Fellow workers at the Ball Corporation plant in Milton Keynes watched in disgust as the employee performed his action in public.
Bull Corporation has can plants all over the world
‘It was not only revolting but a real hygiene risk. Who would want pee all over their drinks can?’ said one source for the factory.
It is understood the man, in his early 40s, was a temporary worker but had been at the factory for several months.
‘As soon as it happened he was marched off the premises and has not been allowed back,’ said the source.
‘It’s just not acceptable behaviour. And nobody can understand why he did it. The workers are allowed breaks and if he needed the loo, all he had to do was ask.’
Some workers claim the company simply cleaned up the urine spillage area and allowed production to continue after the bizarre incident.
But Ball Corporation bosses say the affected can was not on the production line at the Milton Keynes factory.
A spokesman said: ‘We can confirm that an incident took place at the Ball Milton Keynes can manufacturing plant yesterday.
‘A temporary employee was found to have breached our hygiene processes and was dismissed from the company.
‘We can also confirm that only one can was affected, and that the affected can was not on our production line. We submit our cans to stringent hygiene and quality tests before sending them to our customers.
‘Our internal processes ensured this incident was identified promptly.’
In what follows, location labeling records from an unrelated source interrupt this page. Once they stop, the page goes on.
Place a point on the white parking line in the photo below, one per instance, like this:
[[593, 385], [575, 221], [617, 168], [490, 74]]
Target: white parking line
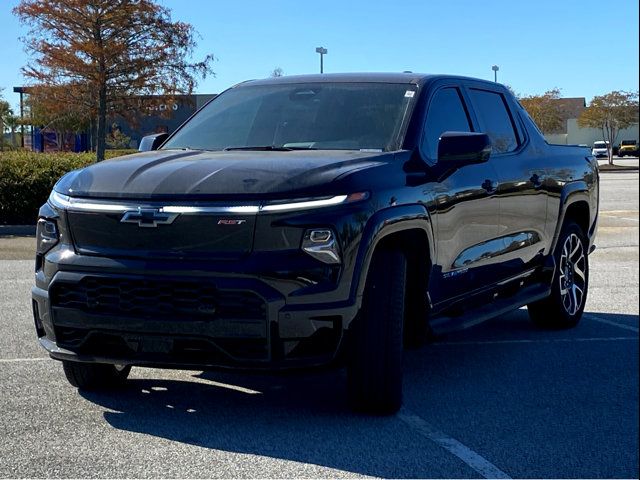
[[592, 316], [18, 360], [551, 340], [480, 464], [237, 388]]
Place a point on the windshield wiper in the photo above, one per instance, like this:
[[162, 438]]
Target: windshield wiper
[[260, 148], [269, 148]]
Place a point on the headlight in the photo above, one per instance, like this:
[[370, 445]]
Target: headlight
[[47, 235], [321, 244]]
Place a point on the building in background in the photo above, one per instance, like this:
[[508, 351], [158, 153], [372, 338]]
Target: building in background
[[572, 134], [149, 114]]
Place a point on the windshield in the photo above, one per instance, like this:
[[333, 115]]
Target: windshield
[[351, 116]]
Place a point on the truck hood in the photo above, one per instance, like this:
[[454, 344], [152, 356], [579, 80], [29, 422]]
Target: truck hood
[[168, 173]]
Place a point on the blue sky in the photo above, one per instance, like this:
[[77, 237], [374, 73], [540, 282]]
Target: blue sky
[[585, 47]]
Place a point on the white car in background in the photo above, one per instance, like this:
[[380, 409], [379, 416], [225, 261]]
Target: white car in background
[[600, 149]]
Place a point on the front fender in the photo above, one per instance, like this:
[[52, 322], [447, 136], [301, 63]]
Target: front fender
[[381, 225], [572, 193]]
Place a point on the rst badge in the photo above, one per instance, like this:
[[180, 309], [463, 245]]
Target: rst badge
[[148, 217], [229, 221]]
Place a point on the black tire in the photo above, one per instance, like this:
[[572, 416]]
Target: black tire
[[375, 363], [564, 307], [95, 376]]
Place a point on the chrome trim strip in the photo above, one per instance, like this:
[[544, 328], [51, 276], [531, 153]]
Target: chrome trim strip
[[302, 205], [69, 203], [195, 210]]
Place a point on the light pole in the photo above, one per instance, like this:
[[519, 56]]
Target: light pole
[[322, 51], [495, 69]]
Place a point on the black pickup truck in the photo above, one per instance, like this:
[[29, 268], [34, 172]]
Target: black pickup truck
[[312, 220]]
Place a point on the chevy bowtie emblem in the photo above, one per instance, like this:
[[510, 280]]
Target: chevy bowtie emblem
[[148, 217]]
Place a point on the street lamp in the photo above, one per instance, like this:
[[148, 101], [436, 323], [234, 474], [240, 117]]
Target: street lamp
[[322, 51], [495, 69]]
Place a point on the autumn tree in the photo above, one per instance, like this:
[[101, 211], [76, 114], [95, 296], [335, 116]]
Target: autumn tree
[[545, 110], [103, 52], [61, 109], [611, 113], [7, 121]]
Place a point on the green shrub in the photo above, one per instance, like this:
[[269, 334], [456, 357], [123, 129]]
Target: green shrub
[[26, 179]]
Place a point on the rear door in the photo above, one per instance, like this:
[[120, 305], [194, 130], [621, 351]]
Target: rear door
[[522, 192], [466, 210]]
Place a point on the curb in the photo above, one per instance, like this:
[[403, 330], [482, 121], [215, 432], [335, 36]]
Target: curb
[[17, 230], [617, 168]]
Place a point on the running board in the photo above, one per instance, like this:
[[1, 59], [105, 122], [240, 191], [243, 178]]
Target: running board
[[444, 324]]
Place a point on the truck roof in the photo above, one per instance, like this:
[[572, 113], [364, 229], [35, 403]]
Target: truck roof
[[380, 77]]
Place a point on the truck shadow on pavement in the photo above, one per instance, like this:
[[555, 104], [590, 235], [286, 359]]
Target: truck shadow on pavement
[[303, 417]]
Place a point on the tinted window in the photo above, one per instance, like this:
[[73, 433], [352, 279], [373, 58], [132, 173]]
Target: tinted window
[[314, 115], [446, 114], [495, 121]]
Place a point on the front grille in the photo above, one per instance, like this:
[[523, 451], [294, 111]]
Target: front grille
[[157, 299]]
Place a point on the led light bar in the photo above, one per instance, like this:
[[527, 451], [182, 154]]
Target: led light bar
[[76, 204]]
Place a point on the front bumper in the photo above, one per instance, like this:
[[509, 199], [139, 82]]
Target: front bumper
[[184, 321]]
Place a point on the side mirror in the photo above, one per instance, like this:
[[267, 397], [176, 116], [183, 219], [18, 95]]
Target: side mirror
[[463, 148], [152, 142]]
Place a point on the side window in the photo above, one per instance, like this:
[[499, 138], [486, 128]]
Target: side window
[[446, 113], [495, 120]]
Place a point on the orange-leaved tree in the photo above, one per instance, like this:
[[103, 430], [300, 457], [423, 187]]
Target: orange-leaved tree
[[545, 110], [611, 113], [103, 52]]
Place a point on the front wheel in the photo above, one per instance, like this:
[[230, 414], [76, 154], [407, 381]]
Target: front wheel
[[564, 307], [375, 365], [95, 376]]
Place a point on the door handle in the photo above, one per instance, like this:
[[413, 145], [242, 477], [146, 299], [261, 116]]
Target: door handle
[[490, 186], [536, 180]]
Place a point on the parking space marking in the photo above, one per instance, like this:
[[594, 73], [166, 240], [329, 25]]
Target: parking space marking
[[480, 464], [596, 318], [18, 360], [549, 340], [237, 388]]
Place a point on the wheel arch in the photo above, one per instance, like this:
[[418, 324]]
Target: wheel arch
[[406, 228], [576, 206]]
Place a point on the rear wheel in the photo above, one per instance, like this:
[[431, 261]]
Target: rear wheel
[[564, 307], [375, 363], [95, 376]]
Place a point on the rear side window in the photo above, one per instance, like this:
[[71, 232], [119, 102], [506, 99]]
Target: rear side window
[[495, 120], [446, 114]]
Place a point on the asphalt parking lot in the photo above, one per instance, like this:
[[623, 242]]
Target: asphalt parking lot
[[502, 399]]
- Ball Corporation’s canning plant is only around 100 metres away from the massive Coca Cola bottling factory in Northfield industrial estate
- Three big customers for Ball Corporation’s canning market in the UK are Coca Cola, Carlsberg Lager and the Monster brand energy drinks.
- The Ball Corporation has canning factories all over the world. Between them they produce eight billion empty aluminium cans every year for drinks companies.